Since he arrived at Joe Gibbs Racing in 2008, the Kyle Busch Show has been an omnipotent presence in NASCAR. In those five plus years, Busch has won 88 races in NASCAR's top three series, many in dominating fashion like his weekend sweep at Auto Club Speedway, where he led 217 of the combined 350 laps of the Nationwide and Cup Series races at ACS.

Busch led the most laps on the circuit in 2011 and was second in 2012. But recently, all those laps led haven't turned in to wins.

How so? Before Sunday, Busch had led the most laps at nine different races without recording a win, a stretch that dates back all the way to the inaugural race at Kentucky Speedway, where he led 125 of the race's 267 laps from the pole for the win. Nine different races. Crazy.

2011 Watkins Glen: 3rd (49 laps led of 90)
2011 Charlotte: 2nd (111 of 334)
2011 Martinsville: 27th (126 of 500)
2012 Auto Club: 2nd (80 of 129)
2012 Kentucky: 10th (118 of 267)
2012 Watkins Glen: 7th (43 of 90)
2012 Dover: 7th (302 of 400)
2012 Phoenix: 3rd (237 of 319)
2012 Homestead: 4th (191 of 267)

Had Busch gotten a win at Auto Club, Kentucky or Watkins Glen last year, the storyline of his 2012 season could be a lot different. 2013's next step could be about going from fifth to first instead of from out of the Chase to back in it.

"Yeah, it's -- I mean, we just -- we worked so hard last year, and we missed the Chase by three points," Busch said. "And then it sort of defines your season as missing the Chase. And then we go off and rattle off great finishes throughout the Chase but we never win."

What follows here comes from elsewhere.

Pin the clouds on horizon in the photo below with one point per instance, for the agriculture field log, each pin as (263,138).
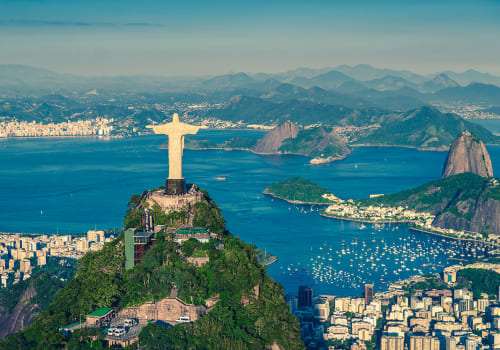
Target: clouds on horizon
(57,23)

Before Sunday, 2013 had already drawn some parallels with Busch's 2012. He blew an engine at Daytona shortly after inheriting the lead from teammate Matt Kenseth's engine failure and after starting first at Bristol, was never able to recover after getting sent to the back of the pack because of a pit road penalty there too. But there was no such slip or miscue at California. Busch started and stayed up front and this time, he was the one capitalizing on someone else's misfortune.

One race isn't enough to draw significant conclusions. But Busch isn't going to stop leading a bunch of laps anytime soon, and the odds of him starting another nine race streak like that are pretty damn slim. That means more wins are on the horizon.

"And then last week at Bristol we had a good car, we sped on pit road and got back in traffic, never really made our way back up to the front on good tires, and then here this weekend, again, we had the best car, we led the most laps, and felt like it was our race to win, but in reality it was our race to lose when all those guys kept pitting behind us and putting on tires," Busch said. "We felt like track position was the best for us, although tires were worth a lot of speed.

"So it's just -- we finally had a little bit of luck on our side (Sunday) that we didn't have all last year and it seemed like we weren't quite having this year," he added. "But we've had some good runs and some strong runs, it's just you've got to keep working, you've got to keep digging in, and Dave and I talked a lot in the last few weeks about what we can do to try to help each other and put our program on the map where we're a bigger force to be reckoned with."